The expectations on him to win this year's title will be greater than ever — especially because of last season's flop.
Remember, we are not talking about James as a Hall of Fame player or even a player who will join whatever becomes the next all-time NBA team.
James is already a lock for both of those honors.
But in every sport, there is a small group of elite names that transcend all others.
It is defined by a combination of extraordinary abilities that led to championships.
You can't just have one or the other. It must be both.
For example, Robert Horry doesn't get in, because he rode the coattails of others to seven titles among the Houston Rockets, Los Angeles Lakers and San Antonio Spurs.
Karl Malone doesn't make it, because he has no championships, despite being second on the all-time scoring list and winning two MVP awards.
Forget trying to compare James to Jordan; right now, James' lack of titles doesn't allow him to be placed in the same category with Magic Johnson (five NBA titles), Larry Bird (three titles), Bill Russell (11) or Wilt Chamberlain (two).

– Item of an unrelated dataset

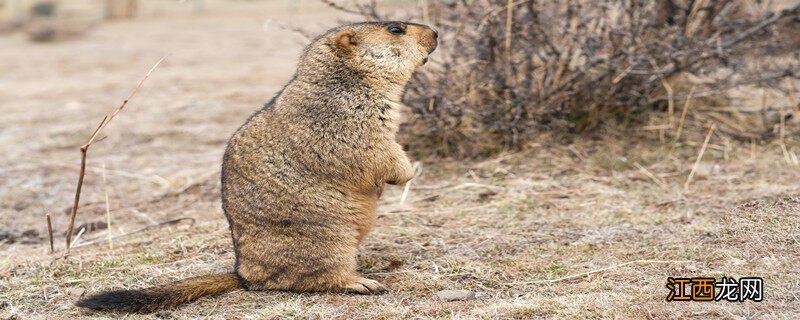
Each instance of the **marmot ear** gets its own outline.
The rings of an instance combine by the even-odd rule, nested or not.
[[[353,30],[342,30],[335,36],[336,39],[336,47],[344,52],[350,52],[353,50],[353,47],[358,45],[358,41],[356,41],[356,33]]]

If Philadelphia can put aside its hatred for a moment, it's clear that James isn't even the most likely candidate for the pantheon from this current generation of players.
Kobe Bryant will claim his sixth title if the Los Angeles Lakers win the championship.
Bryant is already fifth on the all-time scoring list and may well pass Jordan into third before he is done.
Bryant won his first three titles with Shaquille O'Neal.
When O'Neal was traded and the Lakers were left bare, Bryant didn't leave town via free agency but instead embraced the challenge of building another dynasty with him as the unquestioned centerpiece.
In the 2008-09 and 2009-10 seasons when James was league MVP, Bryant was Finals MVP as the Lakers won consecutive titles.
That's the work of an all-time elite.
It's not that isn't still time for James, who is only 27, to carve out an all-time legacy.
But he must win multiple titles, at least three or four, and it must start now.
Each season that he fails to get that first ring simply increases the belief that, despite his enormous talent, he is not of championship stock.
What kind of legacy hit does James take if, instead of him, three-time scoring champion Kevin Durant, of Oklahoma City, or reigning MVP Derrick Rose, of the Chicago Bulls, comes out of these playoffs with their first ring?
What would it say about James if it the Heat wins, but it is Wade who claims his second NBA Finals MVP, because he was clearly the catalyst?
Wouldn't that make James just like Alex Rodriguez, who got his only World Series ring by riding in the back seat with the New York Yankees?
Right now, James is little more than Allen Iverson — a great showman with nothing but a high school championship.
So, James can never be considered the greatest player of all time.
He hasn't established himself as the greatest player of his era.
If he doesn't win the NBA title this season, it becomes questionable whether he ever will be able to legitimately sit among the NBA's all-time greats.